The housing before the crisis and the financial sector boom concealing financial weakness in the long term "which, if left unchecked, could trigger the next crisis," the bis warned.

In a language which was relatively blunt for this conservative institution, the BIS has continued: "" we should not here wrong: the market turbulence surrounding the financial crisis in Greece, the Ireland and the Portugal would pale beside the devastation that would follow a loss of investor confidence in the sovereign debt of a large economy. ""

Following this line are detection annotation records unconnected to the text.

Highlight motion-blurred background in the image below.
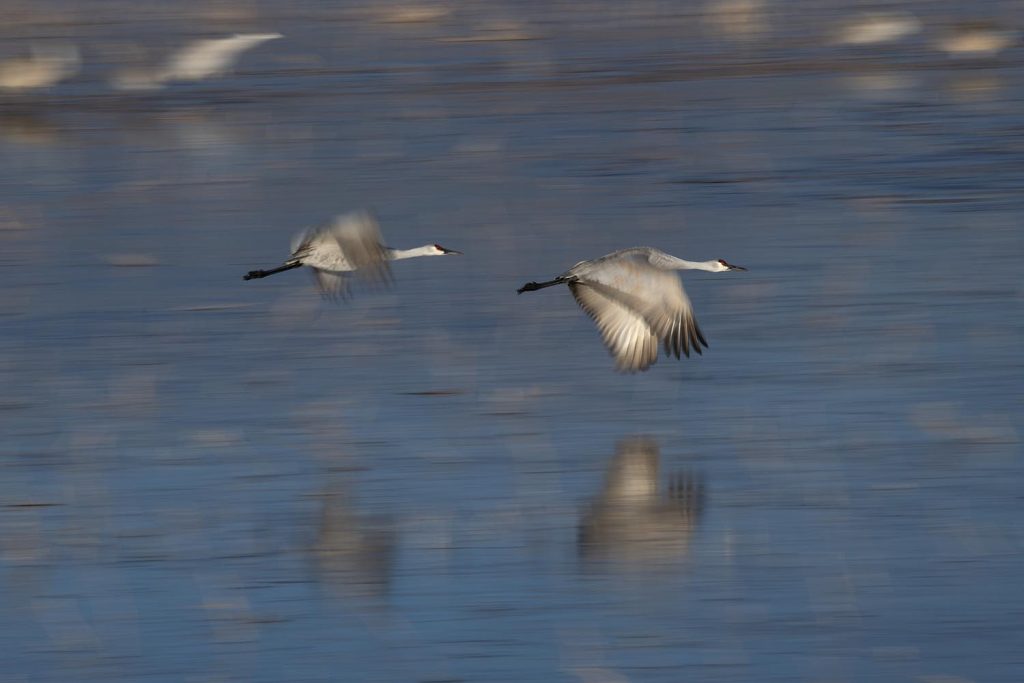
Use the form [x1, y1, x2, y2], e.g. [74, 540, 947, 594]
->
[0, 0, 1024, 683]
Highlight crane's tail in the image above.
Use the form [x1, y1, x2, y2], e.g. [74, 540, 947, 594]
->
[515, 278, 575, 294]
[242, 263, 302, 280]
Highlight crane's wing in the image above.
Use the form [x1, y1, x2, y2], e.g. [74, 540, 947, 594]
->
[288, 211, 390, 298]
[162, 33, 282, 81]
[327, 211, 391, 284]
[569, 282, 657, 373]
[580, 254, 708, 358]
[310, 268, 348, 299]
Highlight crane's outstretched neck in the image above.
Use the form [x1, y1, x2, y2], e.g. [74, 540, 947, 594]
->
[385, 245, 437, 261]
[242, 262, 302, 280]
[654, 254, 726, 272]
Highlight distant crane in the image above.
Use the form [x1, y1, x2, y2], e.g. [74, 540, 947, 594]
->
[242, 211, 462, 297]
[517, 247, 746, 373]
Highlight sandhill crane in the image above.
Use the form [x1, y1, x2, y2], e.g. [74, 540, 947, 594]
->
[517, 247, 746, 373]
[579, 436, 705, 566]
[242, 211, 462, 297]
[112, 33, 283, 90]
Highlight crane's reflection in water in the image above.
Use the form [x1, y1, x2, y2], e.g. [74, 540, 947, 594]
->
[312, 480, 396, 598]
[579, 436, 705, 570]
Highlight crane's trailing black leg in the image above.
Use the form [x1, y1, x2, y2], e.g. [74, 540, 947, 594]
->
[242, 263, 302, 280]
[515, 278, 569, 294]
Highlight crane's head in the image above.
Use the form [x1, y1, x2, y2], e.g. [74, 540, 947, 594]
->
[715, 258, 746, 272]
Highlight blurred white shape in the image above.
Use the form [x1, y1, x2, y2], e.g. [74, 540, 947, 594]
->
[702, 0, 771, 41]
[936, 22, 1018, 57]
[580, 437, 703, 565]
[111, 33, 284, 90]
[164, 33, 284, 81]
[242, 211, 462, 297]
[836, 12, 921, 45]
[311, 482, 397, 597]
[517, 247, 746, 373]
[376, 3, 452, 24]
[0, 45, 81, 90]
[842, 71, 920, 100]
[106, 254, 160, 268]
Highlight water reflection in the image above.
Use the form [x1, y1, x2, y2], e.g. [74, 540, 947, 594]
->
[312, 480, 396, 597]
[579, 436, 705, 569]
[0, 44, 81, 91]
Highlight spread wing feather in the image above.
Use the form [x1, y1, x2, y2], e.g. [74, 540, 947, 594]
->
[566, 251, 708, 370]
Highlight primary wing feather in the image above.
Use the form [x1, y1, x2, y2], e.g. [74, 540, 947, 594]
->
[569, 282, 657, 372]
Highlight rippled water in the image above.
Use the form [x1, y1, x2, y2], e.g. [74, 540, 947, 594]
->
[0, 2, 1024, 683]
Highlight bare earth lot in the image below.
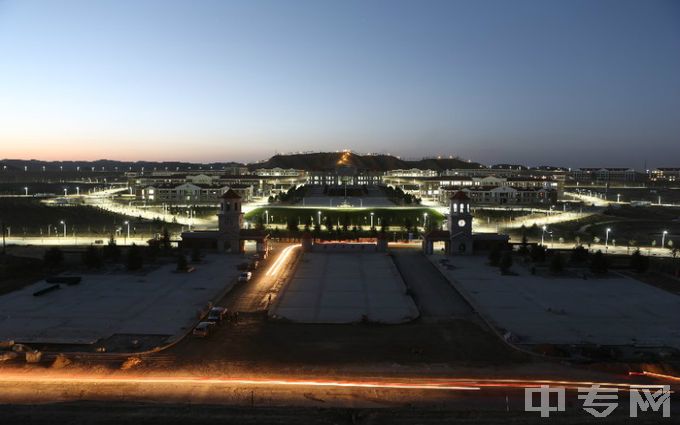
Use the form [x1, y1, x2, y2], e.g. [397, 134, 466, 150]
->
[272, 252, 418, 323]
[0, 255, 241, 344]
[432, 257, 680, 348]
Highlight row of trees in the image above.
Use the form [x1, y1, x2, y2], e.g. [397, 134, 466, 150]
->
[43, 229, 172, 271]
[489, 245, 650, 274]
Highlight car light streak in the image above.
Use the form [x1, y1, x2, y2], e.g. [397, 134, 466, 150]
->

The lessons of the crisis should be taken into account in the emerging economies as well, the Bank argued, with an eye to those where prices of goods and consumption are driven by the increase in debt.

These countries "are running the risk of building the imbalances that now hit the economies," warned the report. In addition, inflationary pressures are increasing in those [emerging] countries and the property price booms and credit risk that central banks should take into account.

Current account imbalances have not disappeared and could lead to developments disordered markets Exchange or protectionism, the Bank said. Financial flows gross exhibit much greater imbalances, and if reversed cross-border capital flows suddenly, which could be damaging to financial sectors and the real economy, the BIS said.